Inoltre, la conoscenza di più lingue diventa sempre più importante, sia per ragioni didattiche che per ragioni lavorative. Pensiamo che sia necessario ampliare il ventaglio di scelte in quei corsi di studio dove ora sono presenti poche lingue straniere, ma che richiedono una conoscenza maggiormente diversificata per l’inserimento nel mondo del lavoro. Un’altra necessità sentita dallə studentə è l’acquisizione di certificazioni di lingua, sempre più richieste nel mondo del lavoro, per l’accesso ai percorsi di mobilità internazionale e per accedere ad alcune lauree magistrali.

Come moltə sanno, l’Università ha cercato di sopperire alle mancanze e alle necessità dellə studentə introducendo il Centro Linguistico d’Ateneo (CLA), che ha però costi spropositati e non permette a tuttə di usufruirne. Intendiamo promuovere un abbattimento significativo dei costi delle certificazioni linguistiche fornite dal CLA, soprattutto qualora siano obbligatorie per l’accesso ad una laurea magistrale. Crediamo inoltre sia necessario aumentare il numero di sessioni dei test di attestazione di livello linguistico, test spesso fondamentale per lə vincitorə di mobilità internazionale.
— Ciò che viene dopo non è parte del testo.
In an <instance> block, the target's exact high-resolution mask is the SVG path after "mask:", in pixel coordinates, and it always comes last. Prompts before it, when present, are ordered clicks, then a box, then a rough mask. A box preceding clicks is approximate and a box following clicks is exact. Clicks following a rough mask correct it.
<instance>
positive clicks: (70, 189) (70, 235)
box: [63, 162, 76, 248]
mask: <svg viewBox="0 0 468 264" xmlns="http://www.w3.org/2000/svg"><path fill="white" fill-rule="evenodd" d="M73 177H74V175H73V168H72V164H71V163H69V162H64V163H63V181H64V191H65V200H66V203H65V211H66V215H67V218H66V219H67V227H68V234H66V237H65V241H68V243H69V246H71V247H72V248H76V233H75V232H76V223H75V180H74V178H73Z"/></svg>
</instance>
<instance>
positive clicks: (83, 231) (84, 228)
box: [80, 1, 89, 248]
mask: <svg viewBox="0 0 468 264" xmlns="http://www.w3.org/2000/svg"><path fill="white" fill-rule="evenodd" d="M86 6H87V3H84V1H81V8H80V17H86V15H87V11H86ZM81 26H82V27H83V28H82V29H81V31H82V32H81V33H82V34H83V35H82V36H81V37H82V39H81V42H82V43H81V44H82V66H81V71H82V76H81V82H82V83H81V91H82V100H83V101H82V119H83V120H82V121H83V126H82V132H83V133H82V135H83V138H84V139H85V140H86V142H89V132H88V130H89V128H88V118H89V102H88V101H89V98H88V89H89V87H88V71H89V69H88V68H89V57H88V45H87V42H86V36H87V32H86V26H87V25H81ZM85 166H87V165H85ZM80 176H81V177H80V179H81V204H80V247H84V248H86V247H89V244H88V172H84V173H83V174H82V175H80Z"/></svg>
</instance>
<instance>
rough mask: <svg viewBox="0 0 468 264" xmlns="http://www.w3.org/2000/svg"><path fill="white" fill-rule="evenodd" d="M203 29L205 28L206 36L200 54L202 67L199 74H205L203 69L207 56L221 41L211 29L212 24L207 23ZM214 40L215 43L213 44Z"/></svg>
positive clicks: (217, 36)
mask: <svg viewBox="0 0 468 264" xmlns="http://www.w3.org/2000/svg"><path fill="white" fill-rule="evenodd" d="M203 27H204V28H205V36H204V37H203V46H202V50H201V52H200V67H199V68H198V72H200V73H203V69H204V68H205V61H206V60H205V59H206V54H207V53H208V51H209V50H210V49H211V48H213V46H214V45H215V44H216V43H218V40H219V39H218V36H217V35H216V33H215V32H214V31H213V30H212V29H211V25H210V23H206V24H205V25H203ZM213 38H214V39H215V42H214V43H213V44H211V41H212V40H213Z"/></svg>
Allo stato attuale delle cose moltə sono lə studentə che, pur essendo risultatə vincitorə della borsa erasmus vi rinunciano. Questo è dato da diversi fattori, tra cui:

  • il metodo di selezione, basato quasi esclusivamente sul merito e non sulla motivazione personale, insieme alle tempistiche di selezione che creano problemi organizzativi allə studentə che devono partire nel primo semestre;
  • fattori economici: nonostante l’aumento delle borse integrative dell’ateneo i contributi sono ancora troppo bassi, soprattutto per le persone con ISEE intermedio. È necessario quindi aumentare il contributo integrativo di Ateneo per consentire anche alle persone che si trovano in fasce ISEE medio-basse di poter realmente accedere a questo percorso.

Infine, con l’avvento della pandemia è e sarà necessario immaginare e progettare percorsi alternativi (distance learning/blended) e la possibilità di riprogrammare le mobilità nell’anno successivo in caso di interruzione/non partenza a causa Covid.

ERASMUS TRAINEESHIP

Data la situazione pandemica risulta molto difficile trovare tirocini all’estero, ma anche prima della Covid era difficile sfruttare questo bando, in quanto i dipartimenti fornivano pochi suggerimenti rispetto ad enti esteri adeguati e lə studentə era spesso lasciatə a se stessə nella ricerca di contatti. Anche le tempistiche non aiutano: per fare domanda si deve trovare un accordo con l’ente scelto quasi un anno prima di quando poi si svolgerà il tirocinio. Per questo proponiamo una migliore informazione nei confronti dellə studentə, più suggerimenti di mete da parte dei dipartimenti e una razionalizzazione delle tempistiche del bando.

SAPERI NON EUROCENTRICI

Spesso il mondo della cultura e dell’istruzione viene invocato come uno degli antidoti più potenti al razzismo. Ad oggi, è invece proprio il mondo dell’istruzione a contribuire a formare una mentalità colonialista, insegnando la storia come se fosse un romanzo di cui l’uomo bianco è il protagonista e presentando le altre culture e società come bizzarrie esotiche. Per questo è fondamentale non solo aprire nuovi corsi che diano spazio e voce ad altre storie e altre culture, ma anche un cambio di paradigma nel metodo d’insegnamento che offra percorsi di studio in grado di andare oltre il punto di vista monolitico dell’uomo bianco.